Faculty Democracy, a faculty group at NYU composed of over 200 full-time faculty, has issued the following unanimous resolution re: Sexton's ultimatum. The group recently held a "funeral precision" for academic integrity from the north end of Washington Square Park into the picket line in front of Bobst Library on Washington Square South.


We, members of Faculty Democracy, abhor the recent policy decisions taken by the President and the Provost regarding penalties for striking GAs. Insofar as these decisions also affect academic matters such as evaluation of student work and assignment of teaching responsibilities within departments, they improperly encroach on the domain of faculty governance.

If the administration proceeds with these unduly harsh and undemocratic policies, there will be consequences that may include, but are not limited, to the following:

*withholding grades
*implementing a moratorium on the graduate admissions process
*informing prospective candidates for faculty positions, as well as those to whom offers are outstanding, of the administration's persistent violations of faculty rights at NYU.

We call on other faculty members and administrators to join us in pursuing these and other actions.

Passed unanimously 11/30/2005

Today marked the last day strikers could remain on strike without losing their jobs. Most remain on strike in defiance of Sexton's illegal ultimatum. Hundreds proudly stood on the picket line today and joined a demonstration in Washington Square Park along with unions from across the city.

NYU's reputation in the international academic community has been severely tarnished by Sexton's move, with professors around the world condemning the administration.

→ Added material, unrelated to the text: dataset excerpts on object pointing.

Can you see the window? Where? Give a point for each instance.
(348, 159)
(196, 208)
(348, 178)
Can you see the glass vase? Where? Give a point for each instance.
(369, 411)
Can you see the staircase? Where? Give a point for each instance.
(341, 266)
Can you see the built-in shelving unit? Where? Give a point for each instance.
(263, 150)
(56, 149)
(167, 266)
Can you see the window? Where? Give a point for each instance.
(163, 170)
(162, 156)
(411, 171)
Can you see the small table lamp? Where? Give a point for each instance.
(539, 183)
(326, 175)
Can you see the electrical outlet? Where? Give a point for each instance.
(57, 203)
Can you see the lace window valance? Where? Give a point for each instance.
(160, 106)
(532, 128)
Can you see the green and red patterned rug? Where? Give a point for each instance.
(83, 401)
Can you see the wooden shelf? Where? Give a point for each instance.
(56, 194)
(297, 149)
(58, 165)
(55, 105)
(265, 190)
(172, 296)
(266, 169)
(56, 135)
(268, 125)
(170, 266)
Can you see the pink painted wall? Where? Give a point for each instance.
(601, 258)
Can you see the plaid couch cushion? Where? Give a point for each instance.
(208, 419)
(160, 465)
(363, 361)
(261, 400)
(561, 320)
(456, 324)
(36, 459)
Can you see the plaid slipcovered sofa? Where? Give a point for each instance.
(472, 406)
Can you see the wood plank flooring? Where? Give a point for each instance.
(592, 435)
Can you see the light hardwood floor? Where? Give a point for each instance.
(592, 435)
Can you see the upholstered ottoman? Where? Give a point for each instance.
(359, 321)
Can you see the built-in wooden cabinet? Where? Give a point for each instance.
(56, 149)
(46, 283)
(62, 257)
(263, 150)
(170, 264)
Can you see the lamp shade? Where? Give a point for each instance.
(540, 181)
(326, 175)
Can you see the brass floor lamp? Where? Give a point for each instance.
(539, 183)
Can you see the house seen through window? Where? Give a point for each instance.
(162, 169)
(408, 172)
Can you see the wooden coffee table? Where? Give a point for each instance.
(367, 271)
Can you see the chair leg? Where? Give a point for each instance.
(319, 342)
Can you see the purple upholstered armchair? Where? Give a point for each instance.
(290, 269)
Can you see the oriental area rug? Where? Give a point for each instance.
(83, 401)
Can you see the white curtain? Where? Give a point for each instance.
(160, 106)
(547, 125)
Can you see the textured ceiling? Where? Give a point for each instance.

John Comaroff of the University of Chicago has said that he "will not accept any invitations to scholarly activities in the institution and will encourage all my colleagues at the University of Chicago and elsewhere to do the same." Pulitzer-prize winner Robert Massie has predicted that NYU's prestige will "decay and shrink." A petition to the administration, started by a number of distinguished scholars including Judith Butler and Slavoj Zizek, has gained 5,500 signatures in less than a week.